A choking sound leaps from my throat.

Where my foot just stepped moments before is a large, brown, and now crushed chicken feather. It was hidden in the deep leaves of the grove so I didn't see it until I was literally on top of it.

Every bit of air flees my lungs. This is what Stump was trying to warn us about.

The witch is near. She's either here for me—early, too early—or she's hunting again because she agreed not to eat Hans yet.

Dalen places a hand on my shoulder, then recoils at my expression. “Greta, what is wrong?”

“The witch,” I gasp. “She's here. In Belladoma. In these woods.” The world spins. Any second one of the shadows could transform into the witch, too ravenous to keep her promise. Too hungry to do anything but devour me, my brother, and Dalen. The raccowl hoots and the sound echoes painfully in my brain. It's too soon. She can't be back yet. I knew she couldn't be trusted, but I had hoped she'd at least give me time to find the cornucopia first.

The world sags and sways. Dalen's arms lift me up, then carefully set me down on the ground. I scramble away from the huge crushed feather. Dalen sees it and grows still.

“It's from the witch's house,” he says quietly. Then he casts about, looking for others. “That's the only one—” He cuts off sharply. I have no doubt that's a very bad thing.

“What do you see?” I regain my feet, feeling like a fool for losing them in the first place.

Dalen's face is drawn and pale, matching my own. I
glance down at his feet and quickly turn my face away, balling my hands into fists.

Bones. Small and fine.

Dalen gallops to the nearest tree and retches. I narrow my eyes at every shadow, ready to make a run for it back to our barn. I can't help being relieved that the bones are too small to belong to Hans. But they belong to someone, and somewhere a family aches with their loss.

“We must get away from this place. She found me again. We have to finish unlocking this map and find the cornucopia.” My eyes are drawn back to the small pile of bones at the edge of the grove. “Then she won't do that to another child ever again.” My life is now based on slim hopes—that my Bryrian friends will know how to defeat this witch or, failing that, that she'll keep her end of the deal. But I have to try.

Dalen looks as unsteady as I feel, and I take his hand, willing mine to stop shaking. “Let's go,” I say again. He doesn't object. We hurry, especially Stump, careful not to make too much noise and draw unwanted attention. I can't help glancing over my shoulder every few minutes and staring too hard at suspiciously shaped shadows.
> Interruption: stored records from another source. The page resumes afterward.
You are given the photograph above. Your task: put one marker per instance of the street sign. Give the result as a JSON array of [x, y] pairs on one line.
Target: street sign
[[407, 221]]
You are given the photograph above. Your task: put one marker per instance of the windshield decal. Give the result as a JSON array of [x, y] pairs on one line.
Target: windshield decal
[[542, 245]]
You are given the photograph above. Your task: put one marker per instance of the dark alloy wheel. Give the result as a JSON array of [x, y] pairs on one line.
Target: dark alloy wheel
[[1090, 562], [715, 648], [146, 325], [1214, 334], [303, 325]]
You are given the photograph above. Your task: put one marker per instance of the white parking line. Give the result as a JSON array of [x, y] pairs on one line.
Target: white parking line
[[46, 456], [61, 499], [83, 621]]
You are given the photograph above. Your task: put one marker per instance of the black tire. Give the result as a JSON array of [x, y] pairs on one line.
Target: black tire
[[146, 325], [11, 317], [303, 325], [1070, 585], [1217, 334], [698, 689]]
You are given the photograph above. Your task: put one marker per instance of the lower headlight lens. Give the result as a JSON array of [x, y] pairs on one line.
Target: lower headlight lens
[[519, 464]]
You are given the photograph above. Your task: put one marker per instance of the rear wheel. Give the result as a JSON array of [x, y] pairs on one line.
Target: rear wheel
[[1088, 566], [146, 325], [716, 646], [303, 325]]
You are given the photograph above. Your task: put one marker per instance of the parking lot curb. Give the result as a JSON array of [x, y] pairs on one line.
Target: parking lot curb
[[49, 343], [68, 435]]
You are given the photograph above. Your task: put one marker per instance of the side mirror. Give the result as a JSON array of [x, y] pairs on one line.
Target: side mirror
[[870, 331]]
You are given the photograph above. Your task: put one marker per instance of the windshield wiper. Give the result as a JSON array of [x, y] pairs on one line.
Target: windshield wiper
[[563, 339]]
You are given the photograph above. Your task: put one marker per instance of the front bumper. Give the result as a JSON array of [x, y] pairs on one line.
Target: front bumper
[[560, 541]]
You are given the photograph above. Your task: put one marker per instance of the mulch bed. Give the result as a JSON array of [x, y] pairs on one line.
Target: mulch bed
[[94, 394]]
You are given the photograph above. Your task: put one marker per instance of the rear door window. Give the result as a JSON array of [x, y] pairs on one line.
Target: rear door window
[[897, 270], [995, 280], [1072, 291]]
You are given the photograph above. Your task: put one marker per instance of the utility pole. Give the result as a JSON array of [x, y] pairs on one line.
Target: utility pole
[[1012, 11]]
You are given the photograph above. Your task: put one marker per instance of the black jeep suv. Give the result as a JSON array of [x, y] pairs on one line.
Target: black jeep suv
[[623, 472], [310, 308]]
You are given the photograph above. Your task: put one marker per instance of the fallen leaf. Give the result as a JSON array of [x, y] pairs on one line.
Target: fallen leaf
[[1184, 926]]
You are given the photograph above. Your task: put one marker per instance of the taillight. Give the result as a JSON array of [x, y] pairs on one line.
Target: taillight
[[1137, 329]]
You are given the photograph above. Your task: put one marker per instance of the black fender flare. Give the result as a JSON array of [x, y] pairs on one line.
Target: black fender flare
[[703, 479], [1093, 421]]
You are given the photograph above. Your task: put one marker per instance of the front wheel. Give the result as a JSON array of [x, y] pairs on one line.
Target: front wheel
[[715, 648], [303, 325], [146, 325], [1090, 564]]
Any one of them could be the witch.

But she doesn't materialize, and as we near the barn again, I begin to hope we found the feather and bones simply because she was passing through. We didn't notice the house's telltale stench. Maybe they've been there for months. Surely the house must range far and wide. Just because she happened to be in the vicinity doesn't necessarily mean she was here for me.

I almost believe it, too.

We hurry into the familiar safety of the run-down barn, but Stump just hoots, then slips into the shadows of a tree. Is he off to hunt or is that another warning? Puzzled, we latch the door behind us. My hands have finally stopped shaking, and Dalen breathes a little easier, too.

We're safe. For now.

I take a deep breath, and it takes a moment for me to register the smell of something—

“You had better hurry,” says a dark, familiar voice. “I do not like waiting.” Dalen skitters backward, and I slowly face the witch. My voice has vanished. Words escape me entirely. I'd nearly forgotten the witch leaves her house on occasion.

She smiles, and it's beautiful and horrifying at the same time. She's just as I remember—long black hair spills over her shoulders, and her eyes shift color with every step she takes toward us. And the smell. Sickly sweet, but with an edge of something rotten underneath.

“What? Nothing to say this time?”

“We're close to finding the cornucopia. We'll have it for you soon, I swear.” I swallow hard against the rocks clogging my throat. Could she possibly know what we were just planning in the grove? “How is my brother?”

“Fatter,” the witch says simply. Her eyes shift to Dalen and her head tilts inquisitively. “Are you aiding her search, hybrid? You'd better not be slowing her down, or your village will pay the price.”

“He's helping me. We need a few more days to uncover where Ensel hid it. Then we—”

She cuts me off with a look sharp enough to slice a
sword in half. “You have four days. No more. Then Hans will be my supper. And I'll have you for lunch the next day. You had better hurry; today is already half gone.”

I shudder involuntarily. “We'll have it.”

She saunters toward the door of the barn. “Oh, as an added incentive to hurry, I will take a child from this odd, decrepit little city you've found every night you delay. I must be prepared in case you fail. I take it you found my warning in the woods, yes?”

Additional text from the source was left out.